These results show that highly repressed genes can contain 5hmC but contrary to active genes 5hmC goes down with differentiation, and that genes lacking 5hmC have constitutively low levels of expression. Thus presence of 5hmC in progenitors and further accumulation in progeny would appear to be necessary for the re-tuning of gene expression states in differentiation of the adult intestinal epithelium. This assumption, that requires experimental confirmation, would be supported by hampered embryonic development and off track lineage commitment of mouse ES cells in the absence of TETs28.
Conclusions
Here we confirm a global increase in 5hmC occurs from the stem progenitors to the differentiated progeny in mouse small intestinal epithelium17. Importantly, despite the rise in global levels, we show that 5hmC is highly dynamic with prominent gains and losses across the genome of differentiated progeny. The dynamic behaviour of 5hmC is in stark contrast with the evidence of a remarkably stable methylome during intestinal differentiation68. In this context, our results suggest that for the most part 5hmC would not act to control DNA methylation states. Conversely, given the prominent association of 5hmC with histone modifications of active loci and enhancer elements, our results suggest 5hmC may be primarily involved in controlling gene activity. These data provide a valuable resource for future mechanistic insights into the association of DNA modifications and gene activity.

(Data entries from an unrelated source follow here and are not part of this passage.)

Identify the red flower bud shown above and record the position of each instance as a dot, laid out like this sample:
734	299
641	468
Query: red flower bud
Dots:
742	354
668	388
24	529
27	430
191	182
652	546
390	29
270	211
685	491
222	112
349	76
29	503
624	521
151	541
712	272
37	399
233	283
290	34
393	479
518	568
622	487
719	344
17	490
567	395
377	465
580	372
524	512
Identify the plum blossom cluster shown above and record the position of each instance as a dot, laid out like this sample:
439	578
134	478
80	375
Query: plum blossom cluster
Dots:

Recent reports have also indicated that broadly permissive chromatin structures typify differentiation of the small intestine and that the phenotypic changes are primarily driven by transcription factor activities4,69. These reports question the function of the global changes in epigenetic modifications observed upon differentiation2,17,38. We have recently shown that rapidly cycling cells show a delay in the generation of 5hmC, and that once established it is very stable13. Our data suggest that this may also hold true for histone modifications, given the inverse correlations between levels of modifiers with levels of the modifications (e.g. downregulation of Ezh2 with a rise in H3K27me3).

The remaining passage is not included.